Encore faut-il qu’il ne soit pas trop tard, alertent les auteurs. Le cinquième chapitre porte sur l’analyse de la complexité du monde moderne, et met en évidence l’interconnexion globale entre les différents secteurs de l’activité humaine. Les risques de seuils, d’effets en cascade et d’incapacité à retrouver un état d’équilibre après un choc menacent la stabilité de ce système complexe. Les auteurs abordent trois catégories de risques. D’abord, la fragilité du système financier, avec les accords de Bâle, le trading à haute fréquence et la prolifération de produits dérivés. La crise financière mondiale de 2008 a mis en évidence ces vulnérabilités, obligeant les gouvernements à prendre des mesures dites non-conventionnelles pour éviter un effondrement économique. Ensuite, l’interconnexion des chaînes d’approvisionnement à l’échelle mondiale, qui maximise les profits des entreprises, mais rend aussi le système économique plus vulnérable, avec des perturbations locales qui peuvent se propager rapidement à travers le réseau et entraîner des répercussions au niveau global. L’exemple des inondations en Thaïlande en 2011 illustre comment une catastrophe naturelle peut perturber la production mondiale. Enfin, les infrastructures physiques, telles que les réseaux de transport, d’électricité et de télécommunications, sont de plus en plus sophistiquées et interreliées, prêtant le flanc à des risques accrus de vulnérabilité systémique. En raison de la complexité et de l’interdépendance croissantes de nos sociétés, les auteurs soulignent qu’une perturbation majeure dans un secteur pourrait se propager rapidement aux autres domaines, et provoquer un effondrement global.

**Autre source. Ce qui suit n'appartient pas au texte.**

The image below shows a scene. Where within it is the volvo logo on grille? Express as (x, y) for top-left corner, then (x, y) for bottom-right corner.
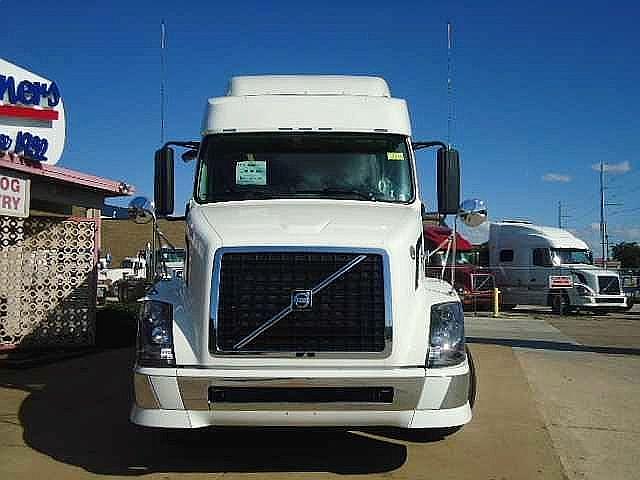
(291, 290), (313, 310)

Deuxième partie : alors, c’est pour quand ?
La question centrale de cette deuxième partie de l’ouvrage porte sur le moment auquel aurait lieu un effondrement. Dans le sixième chapitre, les auteurs abordent les difficultés de prédire l’avenir avec précision. Des annonces apocalyptiques ont été avancées depuis plus de 40 ans dans la communauté scientifique, sans que l’effondrement ne se soit produit. Alors que certaines prédictions ne se sont pas réalisées, d’autres sont bel et bien survenues, avec des catastrophes climatiques et environnementales en cours. Celles-ci constituent un « réservoir de perturbations potentielles », qui peuvent déclencher un effet domino dans le cadre d’un système global interconnecté. La gestion des risques liés à ces événements reste difficile, car plusieurs phénomènes sont par nature imprévisibles. D’autres éléments viennent par ailleurs encore en complexifier la gestion. Les travaux menés en philosophie montrent par exemple qu’une catastrophe ne devient réelle qu’à posteriori, alors qu’on aurait « besoin de croire en sa possibilité avant qu’elle ne se produise » (Dupuy, 2004, p.13, cité par les auteurs, p. 143). Un autre paradoxe est lié au risque d’autoréalisation d’une catastrophe, que l’on annoncerait trop tôt et avec trop d’autorité. Face à l’incertitude et à ces paradoxes, les auteurs proposent de passer d’un mode de contrôle à un mode d’expérimentation et d’action, basé sur l’intuition nourrie par des connaissances solides.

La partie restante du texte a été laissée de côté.